Yes, that bridge will go, but...but...but...
Barrier island bridge builders know their business. They use modular construction, deep, cylindrical piers (low wave impedance) and “light” weight span sections, easily repaired... once heavy lift equipment can access the site. Barge or low boy trailer, they can handle either.
The downside will be the approaches to the bridge. Much lower in elevation than the crest of the span, and with only so much money available in the budget, you have to draw the line somewhere, so at some point the foundation under the pavement changes from “bridge quality” piers or mats, to standard compacted gravel. That ends up on lawns over in Punta Gorda.
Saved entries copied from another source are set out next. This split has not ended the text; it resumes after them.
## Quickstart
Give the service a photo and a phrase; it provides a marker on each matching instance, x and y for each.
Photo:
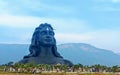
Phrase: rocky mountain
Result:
(76, 52)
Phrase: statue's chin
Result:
(47, 44)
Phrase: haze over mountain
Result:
(76, 52)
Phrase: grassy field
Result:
(59, 74)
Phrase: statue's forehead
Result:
(47, 29)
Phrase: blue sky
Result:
(95, 22)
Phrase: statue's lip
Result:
(48, 40)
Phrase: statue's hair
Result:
(35, 42)
(35, 38)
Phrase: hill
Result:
(76, 52)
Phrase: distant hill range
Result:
(75, 52)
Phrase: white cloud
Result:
(69, 38)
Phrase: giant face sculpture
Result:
(46, 36)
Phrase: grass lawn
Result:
(59, 74)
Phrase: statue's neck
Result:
(46, 51)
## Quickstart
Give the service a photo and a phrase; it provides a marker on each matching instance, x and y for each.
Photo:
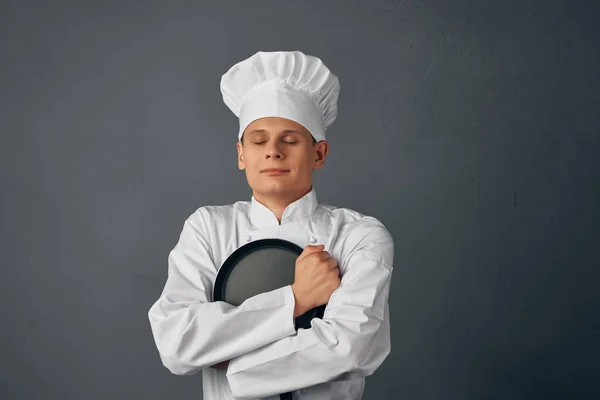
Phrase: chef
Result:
(284, 101)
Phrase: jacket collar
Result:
(263, 217)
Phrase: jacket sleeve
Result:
(192, 332)
(351, 340)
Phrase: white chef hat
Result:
(286, 84)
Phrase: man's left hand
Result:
(221, 366)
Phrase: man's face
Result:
(278, 156)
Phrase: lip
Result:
(275, 171)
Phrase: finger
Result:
(310, 249)
(332, 263)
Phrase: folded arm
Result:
(351, 340)
(192, 332)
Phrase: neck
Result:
(278, 202)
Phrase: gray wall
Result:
(468, 127)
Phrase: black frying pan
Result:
(258, 267)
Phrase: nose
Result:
(274, 150)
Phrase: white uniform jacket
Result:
(267, 355)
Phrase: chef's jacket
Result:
(267, 355)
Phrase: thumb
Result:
(311, 249)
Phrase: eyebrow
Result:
(282, 132)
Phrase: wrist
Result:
(300, 305)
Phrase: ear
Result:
(320, 150)
(240, 149)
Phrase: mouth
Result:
(275, 171)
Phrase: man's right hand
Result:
(317, 276)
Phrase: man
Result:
(284, 101)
You can easily end up with a pretty bridge, including abutments, dissociated, by itself, an island, 50 or 100 feet away from either end of the road. Now you have to get dredges on barges, or dozers on lowboys in to haul up muck from the new pass, then dry it enough to get gravel dumps and compacting equipment over the top before you can resurface the bridge approaches.
You have to zoom out to assess the lead time to do this. Did the causeway to Ft Myers survive? Or does everything have to come over on barges? Including food and water, coffee, hydraulic fluid, and duct tape?
How close does the remaining part of Periwinkle Way get to the site? Howe much of it has to be rebuilt to get those lowboys and heavies in?